Re: [PATCH v3] xenbus: support large messages

Posted by Samuel Thibault 1 week, 3 days ago
Re,

Juergen Gross, le mer. 15 sept. 2021 16:08:15 +0200, a ecrit:
> +    while (off != len)
> +    {
> +        wait_event(xb_waitq, xenstore_buf->rsp_prod != xenstore_buf->rsp_cons);
> +
> +        prod = xenstore_buf->rsp_prod;
> +        cons = xenstore_buf->rsp_cons;
> +        DEBUG("Rsp_cons %d, rsp_prod %d.\n", cons, prod);
> +        size = min(len - off, prod - cons);
> +
> +        rmb();   /* Make sure data read from ring is ordered with rsp_prod. */
> +        memcpy_from_ring(xenstore_buf->rsp, buf + off,
> +                         MASK_XENSTORE_IDX(cons), size);
> +        off += size;
> +        xenstore_buf->rsp_cons += size;
> +        wmb();
> +        if (xenstore_buf->rsp_prod - cons >= XENSTORE_RING_SIZE)
> +            notify_remote_via_evtchn(xenbus_evtchn);
> +    }

Reading it again, I'm still not convinced we covered all cases. There is
at least one thing: Linux does

	virt_rmb();
	memcpy(data, src, avail);
	/* Other side must not see free space until we've copied out */
	virt_mb();
	intf->rsp_cons += avail;

which makes sense to me: we don't want the compiler or anything to
reorder the write to rsp_cons respectively to the memcpy. So I believe
we also need a full barrier before 

	xenstore_buf->rsp_cons += size;

in mini-os.


Then there is

	xenstore_buf->rsp_cons += size;
	wmb();
	if (xenstore_buf->rsp_prod - cons >= XENSTORE_RING_SIZE)
	    notify_remote_via_evtchn(xenbus_evtchn);

The Linux code does

	intf->rsp_cons += avail;
	
	/* Implies mb(): other side will see the updated consumer. */
	if (intf->rsp_prod - cons >= XENSTORE_RING_SIZE)
		notify_remote_via_evtchn(xen_store_evtchn);

(Note that the "Implies mb()" comment is about the notify_remote_via_evtchn call)

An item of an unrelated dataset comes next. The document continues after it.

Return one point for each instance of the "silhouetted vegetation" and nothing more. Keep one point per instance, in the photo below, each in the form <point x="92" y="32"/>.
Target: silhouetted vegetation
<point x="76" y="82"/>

I believe the Linux code itself is missing a full barrier here: before
reading intf->rsp_prod, we want to make sure that our update of rsp_cons
is seen by the producer. Otherwise it may happen that the producer
doesn't see the rsp_cons and updates its rsp_prod (filling the ring
and going to sleep), and the consumer does not see the rsp_prod update
either, and thus we miss a notification and the producer stays stuck.

Extremely rare scenario etc. but I believe we do want a full barrier
between rsp_cons += and the if, both in mini-os and Linux.

Samuel